Beberapa waktu kemudian, dia datang lagi, mengusik hati dan pikiranku. Dia datang lagi dalam hidupku. Aku ingin lari…menjauh darinya…Tapi….Aku tak bisa, semakin aku menghindarinya, semakin aku memikirnya. Yah…aku tak mampu membohongi hati dan perasaanku. Karena dia memang masih ada di hatiku.
Dia ingin kembali lagi dengan segudang permohonan maaf dan berjuta penjelasan menghilangnya dia dariku dulu. Oh,….serasa menguak luka lama. Dia Ingin merajut benang-benang kasih yang pernah putus kembali menjadi permadani hati. Ingin memperbaiki keadaan yang pernah rusak sehingga baik kembali.

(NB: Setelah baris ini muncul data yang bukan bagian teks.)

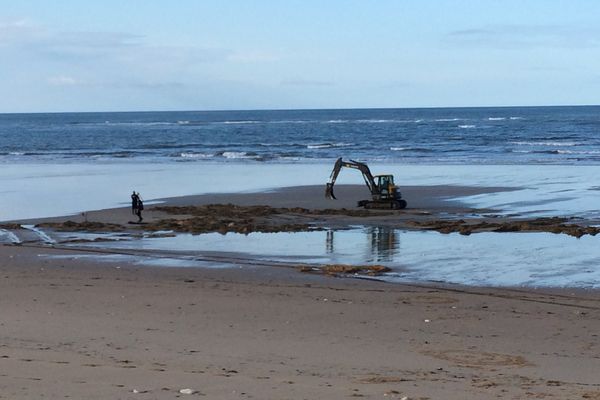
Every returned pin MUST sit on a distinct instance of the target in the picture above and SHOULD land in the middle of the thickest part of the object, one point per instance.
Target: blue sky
(208, 55)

Sebenarnya, dia sosok laki-laki yang hampir sempurna dimataku. Ingin sekali aku membencinya, dan saait itu, ingin sekali aku mencacinya dan melampiaskan amarahku kepadanya. Tapi aku tak mampu.
Oh Tuhan, aku harus bagaimana?
Orang-orang di sekitarku pasti menghujatku bila aku menerimanya kembali. Mereka pasti akan membodoh-bodohiku karena memaafkannya setelah apa yang dia lakukan terhadapku. Setelah penderitaan panjang yang ku alami karenanya.
Aku berpikir dan berpikir…. Aku harus mengambil suatu keputusan yang sangat tepat dan akan berpengaruh besar dalam hidupku. Yah, suatu keputusan yang sangat sulit.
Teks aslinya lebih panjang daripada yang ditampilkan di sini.